CMS NEWS
FOR IMMEDIATE RELEASE
April 27, 2016
Contact: CMS Media Relations
(202) 690-6145 | CMS
Media Inquiries
CMS
Adds New Quality Measures to Nursing Home Compare
Largest
addition of quality measures to Nursing Home Compare since 2003
Today, the Centers for Medicare
& Medicaid Services (CMS) added six new quality measures to its
consumer-based Nursing
Home Compare website (https://www.medicare.gov/nursinghomecompare/search.html).
Three of these six new quality measures are based on Medicare-claims data
submitted by hospitals, which is significant because this is the first time CMS
is including quality measures that are not based solely on data that are
self-reported by nursing homes. These three quality measures measure the rate
of rehospitalization, emergency room use, and community discharge among nursing
home residents. They include:
- Percentage of short-stay residents who were
successfully discharged to the community (Medicare claims- and MDS-based)

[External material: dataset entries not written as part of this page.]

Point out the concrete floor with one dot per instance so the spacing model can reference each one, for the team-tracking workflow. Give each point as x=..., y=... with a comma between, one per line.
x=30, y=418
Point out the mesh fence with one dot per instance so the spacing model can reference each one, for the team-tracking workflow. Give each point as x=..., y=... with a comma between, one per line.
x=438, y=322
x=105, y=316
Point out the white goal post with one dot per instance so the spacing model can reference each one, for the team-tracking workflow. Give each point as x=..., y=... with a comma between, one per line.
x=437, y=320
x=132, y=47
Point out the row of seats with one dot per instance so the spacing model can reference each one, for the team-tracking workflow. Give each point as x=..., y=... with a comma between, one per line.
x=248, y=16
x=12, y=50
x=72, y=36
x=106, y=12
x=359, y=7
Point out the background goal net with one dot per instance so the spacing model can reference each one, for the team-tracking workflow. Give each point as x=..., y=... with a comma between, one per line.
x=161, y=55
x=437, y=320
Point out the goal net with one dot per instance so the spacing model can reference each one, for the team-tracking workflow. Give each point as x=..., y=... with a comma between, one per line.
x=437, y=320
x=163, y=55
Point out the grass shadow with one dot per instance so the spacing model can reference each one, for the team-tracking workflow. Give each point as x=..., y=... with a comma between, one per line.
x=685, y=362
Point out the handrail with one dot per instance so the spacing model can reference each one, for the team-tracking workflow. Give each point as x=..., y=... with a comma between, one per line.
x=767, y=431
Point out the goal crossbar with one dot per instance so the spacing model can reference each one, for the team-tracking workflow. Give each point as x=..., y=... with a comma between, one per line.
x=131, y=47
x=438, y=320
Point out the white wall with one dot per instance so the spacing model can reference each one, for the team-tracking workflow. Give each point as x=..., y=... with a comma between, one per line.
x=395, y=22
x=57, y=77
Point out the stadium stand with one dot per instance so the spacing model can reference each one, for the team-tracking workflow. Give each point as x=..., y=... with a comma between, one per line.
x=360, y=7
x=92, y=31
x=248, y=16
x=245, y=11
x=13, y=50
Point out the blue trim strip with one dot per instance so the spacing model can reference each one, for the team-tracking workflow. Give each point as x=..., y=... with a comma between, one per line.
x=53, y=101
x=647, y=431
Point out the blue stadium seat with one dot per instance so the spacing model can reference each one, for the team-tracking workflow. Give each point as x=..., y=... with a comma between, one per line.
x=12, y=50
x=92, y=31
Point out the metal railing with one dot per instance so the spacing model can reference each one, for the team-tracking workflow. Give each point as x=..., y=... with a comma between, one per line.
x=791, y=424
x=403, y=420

- Percentage of short-stay residents who have had an
outpatient emergency department visit (Medicare claims- and MDS-based)
- Percentage of short-stay residents who were
re-hospitalized after a nursing home admission (Medicare claims- and
MDS-based)
- Percentage of short-stay residents who made
improvements in function (MDS-based)
- Percentage of long-stay residents whose ability to move
independently worsened (MDS-based)
- Percentage of long-stay residents who received an
antianxiety or hypnotic medication (MDS-based)
“These new quality measures broaden
the set of quality measures already on the site so that patients, their family
members, and caregivers have more meaningful information when they consider
facilities,” said CMS Deputy Administrator and Chief Medical Officer
Patrick Conway, M.D., MSc.
With today’s quality measure
updates, CMS is nearly doubling the number of short-stay measures, which
reflect care provided to residents who are in the nursing home for 100 days or
less, on Nursing Home Compare. CMS is also providing information about
key short-stay outcomes, including the percentage of residents who are
successfully discharged and the rate of activities of daily life (ADL)
improvement among short-stay residents.
Beginning in July 2016, CMS will
incorporate all of these measures, except for the antianxiety/hypnotic
medication measure, into the calculation of the Nursing Home Five-Star
Quality Ratings. CMS is not incorporating the
antianxiety/hypnotic medication measure because it has been difficult to
determine appropriate nursing home benchmarks for the acceptable use of these
medications.
Nursing Home Compare is the
agency’s public information website that provides information on how well
Medicare- and Medicaid-certified nursing homes provide care to their residents.
With today’s update, it now reports information on 24 quality measures for
15,655 nursing home providers on Nursing Home Compare.